Version 1.4.0

We are happy to announce the AutoGluon 1.4.0 release!

AutoGluon 1.4.0 introduces massive new features and improvements to both tabular and time series modules. In particular, we introduce the extreme preset to TabularPredictor, which sets a new state of the art for predictive performance by a massive margin on datasets with fewer than 30000 samples. We have also added 5 new tabular model families in this release: RealMLP, TabM, TabPFNv2, TabICL, and Mitra. We also release MLZero 1.0, aka AutoGluon-Assistant, an end-to-end automated data science agent that brings AutoGluon from 3 lines of code to 0. For more details, refer to the highlights section below.

This release contains 69 commits from 18 contributors! See the full commit change-log here: https://github.com/autogluon/autogluon/compare/1.3.1…1.4.0

Join the community: Get the latest updates: Twitter

This release supports Python versions 3.9, 3.10, 3.11, and 3.12. Loading models trained on older versions of AutoGluon is not supported. Please re-train models using AutoGluon 1.4.0.


Spotlight

AutoGluon Tabular Extreme Preset

https://raw.githubusercontent.com/Innixma/autogluon-doc-utils/refs/heads/main/docs/whats_new/v1.4.0/AG14_TabArena.png

AutoGluon 1.4.0 introduces a new tabular preset, extreme_quality aka extreme. AutoGluon’s extreme preset is the largest singular improvement to AutoGluon’s predictive performance in the history of the package, even larger than the improvement seen in AutoGluon 1.0 compared to 0.8. This preset achieves an 88% win-rate vs Autogluon 1.3 best_quality for datasets with fewer than 10000 samples, and a 290 Elo improvement overall on TabArena (shown in the figure above).
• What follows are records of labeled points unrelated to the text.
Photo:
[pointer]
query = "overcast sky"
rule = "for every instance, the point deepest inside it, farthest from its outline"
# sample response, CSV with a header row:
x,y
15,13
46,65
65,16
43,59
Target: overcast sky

Try it out in 3 lines of code:

from autogluon.tabular import TabularPredictor
predictor = TabularPredictor(label="class").fit("train.csv", presets="extreme")
predictions = predictor.predict("test.csv")

The extreme preset leverages a new model portfolio, which is an improved version of the TabArena ensemble shown in Figure 6a of the TabArena paper. It consists of many new model families added in this release: TabPFNv2, TabICL, Mitra, TabM, as well as tree methods: CatBoost, LightGBM, XGBoost. This preset is not only more accurate, it also requires much less training time. AutoGluon’s extreme preset in 5 minutes is able to outperform best ran for 4 hours.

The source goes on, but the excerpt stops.